Does a Personal Representative have a duty to investigate and possibly recover joint assets improperly withdrawn by the surviving joint owner prior to death?
Sec. 733.309, Fla. Stat. reads: “Any person taking, converting, or intermeddling with the property of a decedent shall be liable to the PR or curator, when appointed, for the value of all the property so taken or converted and for all damages to the estate caused by the wrongful action.” Additionally, §733.607, Fla. Stat., reads: “The PR shall take all steps reasonably necessary for the management, protection, and preservation of the estate until distribution and may maintain an action to recover possession of property or to determine the title to it.”
When the form of ownership of an account is joint tenancy with right of survivorship, an interest of one account holder continues in funds improperly withdrawn by the other owner, notwithstanding the right of either owner to withdraw from the account. Each person has the right, against the other, only to his individual interest in the account. Absent other provision, the shares in the joint account are presumed to be equal for purposes of alienation. Where a joint tenant withdraws more than his share, such a withdrawal is wrongful as between the parties and terminates the joint tenancy nature of the funds, in which case the withdrawing joint tenant is liable to the joint owner for that person’s share of the withdrawn funds. See Nationsbank, N.A. v. Coastal Utils., Inc., 814 So. 2d 122 (Fla. 4th DCA 2002).
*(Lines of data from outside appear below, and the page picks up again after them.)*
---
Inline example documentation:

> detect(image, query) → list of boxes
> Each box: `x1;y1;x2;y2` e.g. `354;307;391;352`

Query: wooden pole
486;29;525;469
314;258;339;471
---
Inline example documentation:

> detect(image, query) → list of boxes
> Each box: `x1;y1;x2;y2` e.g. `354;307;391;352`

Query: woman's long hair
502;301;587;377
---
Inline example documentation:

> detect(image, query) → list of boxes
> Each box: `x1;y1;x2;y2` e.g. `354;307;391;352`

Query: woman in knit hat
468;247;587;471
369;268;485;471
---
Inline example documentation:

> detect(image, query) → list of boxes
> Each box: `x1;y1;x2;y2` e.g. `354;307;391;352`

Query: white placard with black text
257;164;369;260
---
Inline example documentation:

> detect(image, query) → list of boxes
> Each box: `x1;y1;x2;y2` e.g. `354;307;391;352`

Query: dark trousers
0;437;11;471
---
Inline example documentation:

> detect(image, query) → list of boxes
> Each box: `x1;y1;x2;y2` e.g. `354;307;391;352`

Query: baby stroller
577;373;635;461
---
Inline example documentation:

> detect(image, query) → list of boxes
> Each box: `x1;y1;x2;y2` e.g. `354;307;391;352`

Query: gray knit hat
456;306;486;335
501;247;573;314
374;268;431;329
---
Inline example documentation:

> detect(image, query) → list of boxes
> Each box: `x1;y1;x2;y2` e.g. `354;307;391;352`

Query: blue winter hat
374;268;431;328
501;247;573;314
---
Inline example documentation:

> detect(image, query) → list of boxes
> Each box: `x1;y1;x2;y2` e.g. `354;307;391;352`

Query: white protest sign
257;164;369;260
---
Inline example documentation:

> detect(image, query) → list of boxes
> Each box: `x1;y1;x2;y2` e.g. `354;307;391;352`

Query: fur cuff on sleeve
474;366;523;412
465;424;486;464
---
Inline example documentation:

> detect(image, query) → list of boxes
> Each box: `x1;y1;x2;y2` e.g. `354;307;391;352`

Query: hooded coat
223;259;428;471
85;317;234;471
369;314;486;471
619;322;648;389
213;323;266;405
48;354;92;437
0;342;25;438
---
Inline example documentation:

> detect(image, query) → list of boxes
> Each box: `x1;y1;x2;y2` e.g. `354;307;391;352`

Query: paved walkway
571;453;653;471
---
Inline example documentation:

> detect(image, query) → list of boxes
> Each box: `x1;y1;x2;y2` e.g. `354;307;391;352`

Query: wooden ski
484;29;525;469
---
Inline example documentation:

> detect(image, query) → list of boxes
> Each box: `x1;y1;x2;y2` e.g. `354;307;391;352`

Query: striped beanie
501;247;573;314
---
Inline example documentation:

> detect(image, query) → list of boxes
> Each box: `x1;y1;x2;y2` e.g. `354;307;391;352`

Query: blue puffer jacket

In Wiggins v. Parson, 446 So. 2d 169 (Fla. 5th DCA 1984), the personal representative successfully recovered the decedent’s share of the funds held in a joint account that were improperly withdrawn by a joint owner prior to the decedent’s death. The Court reasoned that withdrawal of jointly-owned funds by a joint owner and placement of the funds in other persons’ names, terminates the joint tenancy nature of the property and severs the right of survivorship as to the funds withdrawn. The withdrawing joint tenant is liable and accountable to the other joint owner for that person’s share, but the intervening death of either does not alter the outcome.
With regard to a jointly owned pooled checking account, each tenant has the right, against the other, only to his or her individual interest in the account during the lifetime of the joint tenants. Funds in the account belong to the parties in proportion to the net contributions by each to the sums on deposit. One joint tenant may bring a conversion action against another joint tenant who wrongfully appropriates more than his share of the money from a joint tenancy account. See Joseph v. Chanin, 940 So.2d 483 (Fla. 4th DCA 2006).
In De Soto v. Guardianship of De Soto, 664 So. 2d 66 (Fla. 3rd DCA 1995), the court held that one of three joint tenants in bank accounts was entitled to one-third of funds that had been transferred by the other two joint tenants’ son into a trust account, absent any evidence sufficient to overcome the presumption that each party owned an equal share of the funds. In essence, when there is an account that is characterized as a joint tenancy with right of survivorship, each tenant has the right, against the other, only to his or her individual interest in the account during the lifetime of the joint tenants and the funds in the account belong to the parties in proportion to the net contributions by each to the sums on deposit.
In Varela v. Bernachea, 917 So. 2d 295 (Fla. 3rd DCA 2005), Bernachea added his mistress, Varela as a joint tenant with a right of survivorship to his Merrill Lynch CMA account. On 10/18/02, Bernachea suffered a heart attack. On 10/25/02, Varela wrote a $280,000.00 check on the CMA account and deposited it in her own name in a newly opened Merrill Lynch personal account. Two weeks after his release from the hospital, Bernachea demanded that Merrill Lynch return the $280,000.00. Merrill Lynch complied and transferred the $280,000.00 into the CMA account. Varela contested this transfer. The appellate court found that Varela was entitled to a one-half interest in the10/25/02 CMA account balance. The court reasoned that when a joint bank account is established with the funds of one person, a gift of the funds is presumed; this presumption may be rebutted only by clear and convincing evidence to the contrary. The court found that Bernachea failed to rebut the presumption that he intended to give Varela an equal interest in their joint bank account.